Question
The latest statement of financial position for Xtra Limited is summarized below: GH000 GH000 GH000 Non-current assets (NBV) 5,700 Current assets Inventory 3,500 Receivables 1,800
The latest statement of financial position for Xtra Limited is summarized below:
GH¢’000 GH¢’000 GH¢’000
Non-current assets (NBV) 5,700
Current assets
Inventory 3,500
Receivables 1,800
5,300
Current liabilities
Unsecured payables 4,000
Unsecured Bank overdraft 1,600
5,600 (300)
Total assets less current liabilities 5,400
Non-Current Liabilities
10% secured debentures (3,000)
Net assets 2,400
Financed by:
Stated capital 4,000
Income Surplus (1,600)
2,400
Xtra’s stated capital consists of 4,000,000 ordinary shares issued at GH¢1.00 and fully paid.
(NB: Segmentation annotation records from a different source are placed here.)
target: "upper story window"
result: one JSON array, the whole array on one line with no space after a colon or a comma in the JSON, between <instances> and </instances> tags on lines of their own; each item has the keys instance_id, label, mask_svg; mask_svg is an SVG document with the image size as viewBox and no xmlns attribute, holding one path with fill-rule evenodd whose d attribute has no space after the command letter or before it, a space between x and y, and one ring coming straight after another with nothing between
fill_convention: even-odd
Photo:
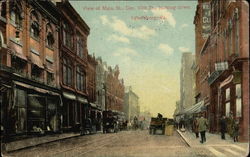
<instances>
[{"instance_id":1,"label":"upper story window","mask_svg":"<svg viewBox=\"0 0 250 157\"><path fill-rule=\"evenodd\" d=\"M39 26L39 17L36 11L32 11L30 14L30 35L36 39L39 39L40 26Z\"/></svg>"},{"instance_id":2,"label":"upper story window","mask_svg":"<svg viewBox=\"0 0 250 157\"><path fill-rule=\"evenodd\" d=\"M69 48L73 48L73 32L67 23L63 24L63 44Z\"/></svg>"},{"instance_id":3,"label":"upper story window","mask_svg":"<svg viewBox=\"0 0 250 157\"><path fill-rule=\"evenodd\" d=\"M0 2L0 16L6 18L6 2Z\"/></svg>"},{"instance_id":4,"label":"upper story window","mask_svg":"<svg viewBox=\"0 0 250 157\"><path fill-rule=\"evenodd\" d=\"M77 46L76 46L76 48L77 48L77 50L76 50L77 55L79 57L83 58L84 57L84 55L83 55L83 39L80 36L77 36Z\"/></svg>"},{"instance_id":5,"label":"upper story window","mask_svg":"<svg viewBox=\"0 0 250 157\"><path fill-rule=\"evenodd\" d=\"M10 3L10 21L11 23L15 24L16 27L22 28L22 19L23 19L23 12L21 5L18 3ZM2 15L1 10L1 15ZM4 13L4 11L3 11Z\"/></svg>"},{"instance_id":6,"label":"upper story window","mask_svg":"<svg viewBox=\"0 0 250 157\"><path fill-rule=\"evenodd\" d=\"M70 60L63 58L63 84L72 86L73 67Z\"/></svg>"},{"instance_id":7,"label":"upper story window","mask_svg":"<svg viewBox=\"0 0 250 157\"><path fill-rule=\"evenodd\" d=\"M85 73L83 68L80 66L76 68L76 86L80 91L85 90Z\"/></svg>"},{"instance_id":8,"label":"upper story window","mask_svg":"<svg viewBox=\"0 0 250 157\"><path fill-rule=\"evenodd\" d=\"M46 46L53 48L53 45L55 43L53 30L50 24L46 25Z\"/></svg>"}]
</instances>

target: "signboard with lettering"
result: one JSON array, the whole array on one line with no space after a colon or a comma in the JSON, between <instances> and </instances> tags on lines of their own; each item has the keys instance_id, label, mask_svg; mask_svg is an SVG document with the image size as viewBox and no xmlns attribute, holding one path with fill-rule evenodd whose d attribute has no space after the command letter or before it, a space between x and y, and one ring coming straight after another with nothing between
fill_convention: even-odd
<instances>
[{"instance_id":1,"label":"signboard with lettering","mask_svg":"<svg viewBox=\"0 0 250 157\"><path fill-rule=\"evenodd\" d=\"M207 38L211 32L210 3L202 4L202 37Z\"/></svg>"}]
</instances>

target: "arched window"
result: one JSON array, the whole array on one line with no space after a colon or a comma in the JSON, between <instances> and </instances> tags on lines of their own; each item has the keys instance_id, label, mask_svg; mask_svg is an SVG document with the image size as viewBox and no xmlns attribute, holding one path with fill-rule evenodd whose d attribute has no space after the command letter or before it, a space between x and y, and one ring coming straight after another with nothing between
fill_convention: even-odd
<instances>
[{"instance_id":1,"label":"arched window","mask_svg":"<svg viewBox=\"0 0 250 157\"><path fill-rule=\"evenodd\" d=\"M73 32L67 23L63 24L63 44L69 48L73 48Z\"/></svg>"},{"instance_id":2,"label":"arched window","mask_svg":"<svg viewBox=\"0 0 250 157\"><path fill-rule=\"evenodd\" d=\"M0 2L1 17L6 18L6 2Z\"/></svg>"},{"instance_id":3,"label":"arched window","mask_svg":"<svg viewBox=\"0 0 250 157\"><path fill-rule=\"evenodd\" d=\"M72 86L73 67L70 60L63 58L63 83Z\"/></svg>"},{"instance_id":4,"label":"arched window","mask_svg":"<svg viewBox=\"0 0 250 157\"><path fill-rule=\"evenodd\" d=\"M53 48L53 45L55 43L53 30L50 24L46 25L46 45L50 48Z\"/></svg>"},{"instance_id":5,"label":"arched window","mask_svg":"<svg viewBox=\"0 0 250 157\"><path fill-rule=\"evenodd\" d=\"M77 55L83 58L83 39L80 35L77 36L77 45L76 45Z\"/></svg>"},{"instance_id":6,"label":"arched window","mask_svg":"<svg viewBox=\"0 0 250 157\"><path fill-rule=\"evenodd\" d=\"M10 2L10 21L15 24L16 27L22 28L23 12L22 7L17 2ZM2 12L3 11L3 12ZM4 10L1 10L1 15L4 14Z\"/></svg>"},{"instance_id":7,"label":"arched window","mask_svg":"<svg viewBox=\"0 0 250 157\"><path fill-rule=\"evenodd\" d=\"M30 35L38 39L40 34L39 17L37 12L34 10L30 13L30 21Z\"/></svg>"},{"instance_id":8,"label":"arched window","mask_svg":"<svg viewBox=\"0 0 250 157\"><path fill-rule=\"evenodd\" d=\"M85 90L85 73L80 66L77 66L76 68L76 86L80 91Z\"/></svg>"}]
</instances>

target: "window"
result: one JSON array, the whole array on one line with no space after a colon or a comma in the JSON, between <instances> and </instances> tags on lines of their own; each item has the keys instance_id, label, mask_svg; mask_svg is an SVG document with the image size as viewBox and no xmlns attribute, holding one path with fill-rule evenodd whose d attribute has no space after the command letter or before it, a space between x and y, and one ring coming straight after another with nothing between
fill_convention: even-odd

The
non-current assets comprise freehold property with a book value of GH¢3,000,000 and plant and
machinery with a book value of GH¢2,700,000. The debentures are secured on the freehold
property.
In recent years the company has suffered a series of trading losses which have brought it to the
point of liquidation. The directors estimate that in a forced sale the assets will realize the following
amounts. GHS
• Freehold premises 2,000,000
• Plant and machinery 1,000,000
• Inventory 1,700,000
• Receivables 1,700,000
The costs of liquidation are estimated at GH¢770,000. However, trading conditions are now
improving and the directors estimate that if new investment in plant and machinery costing
GH¢2,500,000 were undertaken the company should be able to generate annual profits before
interest of GH¢1,750,000.
In order to take advantage of this they have put forward the following proposed reconstruction
scheme.
i. Freehold premises should be written down by GH¢1,000,000, plant and machinery by
GH¢1,100,000, inventories by GH¢800,000 and receivables by GH¢100,000.
ii. The ordinary shares should be written down by GH¢3,000,000 and the debit balance on the
income surplus account written off.
iii. The secured debenture holders would exchange their debentures for GH¢1,500,000
ordinary shares and GH¢1,300,000 14% unsecured loan stock repayable in five years’ time.
iv. The bank overdraft should be written off and the bank should receive GH¢1,200,000 of
14% unsecured loan stock repayable in five years time in compensation.
v. The unsecured payables should be written down by 25%.
vi. A rights issue of 1 for 1 at par is to be made on the share capital after the above adjustments
have been made.
vii. GH¢2,500,000 will be invested in new plant and machinery.
Required
a. Write up the capital reduction account.
b. Prepare the Statement of Financial Position of the company after the completion of the reconstruction.